Berita-Cendana.Com - Boking,- YN Diduga rencana mencuri sapi milik Osmina Banmeta, namun rencana tersebut gagal dilaksanakan karena Osmin berada di Tempat Kejadian Perkara (TKP) sehingga ia berteriak meminta tolong sehingga YN tidak sempat membawa sapi yang ingin dicuri. YN kabur dari TPK bahkan tidak kembali ke rumah juga.
Demikian disampaikan oleh Osmina Banmeta di kediamannya di Wilayah Oesu, kepada wartawan pada Rabu, 25 Februari 2026.
YN melakukan pencurian sapi di Wilayah Oesu, RT/RW 03/10, Desa Baus, Kecamatan Boking, Kabupaten Timor Tengah Selatan (TTS). Namun hal tersebut berhasil digagalkan oleh pemilik sapi, Osmina Banmeta dengan berteriak meminta tolong kepada warga terdekat sehingga yang diduga pelaku melarikan diri.
Pemilik sapi, Osmina Banmeta menjelaskan bahwa dirinya menyaksikan secara langsung saat sapinya dipotong menggunakan parang oleh terduga pelaku YN.
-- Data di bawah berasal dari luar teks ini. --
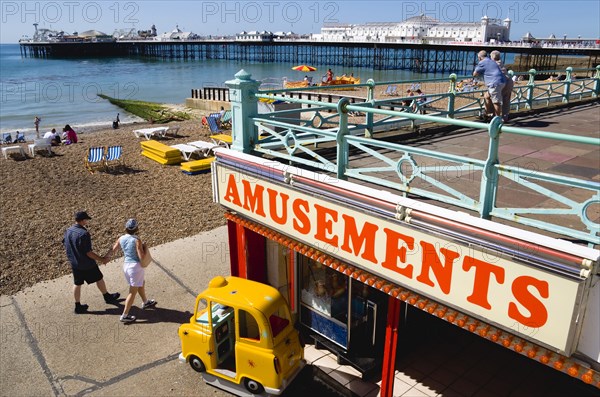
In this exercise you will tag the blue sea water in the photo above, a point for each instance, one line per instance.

"Jarak antara saya dan YN sekitar 50 meter, sehingga saya juga sempat menegurnya namun saya merasa terancam karena dia pegang parang maka saya langsung berteriak minta tolong di tetangga terdekat sehingga YN langsung melarikan diri dari lokasi kejadian,” jelas Osmina.
Menurut Osmina bahwa setelah kejadian tersebut Ia langsung melaporkan ke pihak kepolisian Polsek Boking, sehingga anggota piket saat itu langsung bergegas menuju kediaman terduga pelaku yang berada di Wilayah Desa Skinu, namun tidak berhasil bertemu karena pelaku sudah melarikan diri.
"Saya sudah dimintai keterangan oleh anggota polisi di Polsek Boking semoga polisi menangkap pelaku agar tidak ada korban lagi seperti saya,” harap Osmina.
Osmina Banmeta bersama suami dan keluarganya berharap agar dalam kejadian perencanaan pencurian tersebut dapat diatasi oleh Kapolres Timor Tengah Selatan (TTS), dan Kapolda Nusa Tenggara Timur (NTT), sehingga secepat mungkin menangkap pelaku dan diproses sesuai hukum yang berlaku.
"Pak Kapolres TTS dan Pak Kapolda NTT tolong tangkap pelaku karena sangat menyusahkan kami di desa,”.
Warga Desa Baus kembali dikejutkan lagi dengan pencurian sapi yang terjadi di dalam hutan wilayah Oesu, Desa Baus, padai Sabtu, 14 Februari 2026 sekitar pukul 16:00, dengan cara potong sapi di paha bagian kanan menggunakan parang sehingga sapi tersebut mengalami luka robek.
Diwaktu yang berbeda Kapolsek Boking Edwin Langga berhasil dikonfirmasi melalui salah satu anggotanya, yang menjelaskan bahwa dalam dugaan kasus tersebut sementara dalam tahapan pemeriksaan korban dan saksi.
Hingga berita ini ditayangkan yang diduga pelaku belum berhasil dikonfirmasi.(*).